Trente ans de permis. Trente ans de voiture.

Et trente ans d’œillades salaces sur sa plaque d’immatriculation.

Certes, Otto n’était pas le seul Rhônais estampillé 69.

Mais, lui, ça l’avait agacé dès le début cette histoire. Mais que les gens sont bêtes ! Il en avait développé une pathologie certaine.

Chaque voiture suiveuse se moquait de lui, c’est sûr. La paranoïa alla s’amplifiant.

Le psychothérapeute, à bout de forces, proposa le déménagement.

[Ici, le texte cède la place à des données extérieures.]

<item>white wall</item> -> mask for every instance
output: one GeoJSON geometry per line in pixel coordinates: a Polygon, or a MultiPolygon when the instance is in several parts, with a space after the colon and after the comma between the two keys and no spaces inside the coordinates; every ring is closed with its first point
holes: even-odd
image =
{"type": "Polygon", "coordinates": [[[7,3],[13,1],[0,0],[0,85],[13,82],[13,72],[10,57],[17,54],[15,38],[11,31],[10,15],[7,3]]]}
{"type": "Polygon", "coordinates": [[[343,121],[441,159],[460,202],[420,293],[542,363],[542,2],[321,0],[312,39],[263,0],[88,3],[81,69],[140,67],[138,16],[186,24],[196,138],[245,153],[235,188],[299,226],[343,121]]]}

Hannah s’en mêla et proposa le divorce. Comprenez ! Son phantasme se transforma en obsession, tant la phobie de son mari virait à l’impuissance.

 

« Département érotique, mon cul ! » C’était son juron préféré.

Ces deux chiffres, tête-bêche, avaient bousillé sa vie. Mais quelle idée, ce reflet concave !

Seulement dix chiffres à trouver et il a fallu en inverser deux. Quel manque d’imagination ! Encore un coup des arabes !

Otto, risée de tous, s’enferma. Sa femme et ses enfants partis, il passait ses journées sur Internet.

Sa vie ne tenait qu’à un fil.

Fil qui se coupa net lorsqu’il découvrit qu’un défi d’écriture, dit du samedi, portant le numéro 96, proposait de plancher sur l’effet miroir.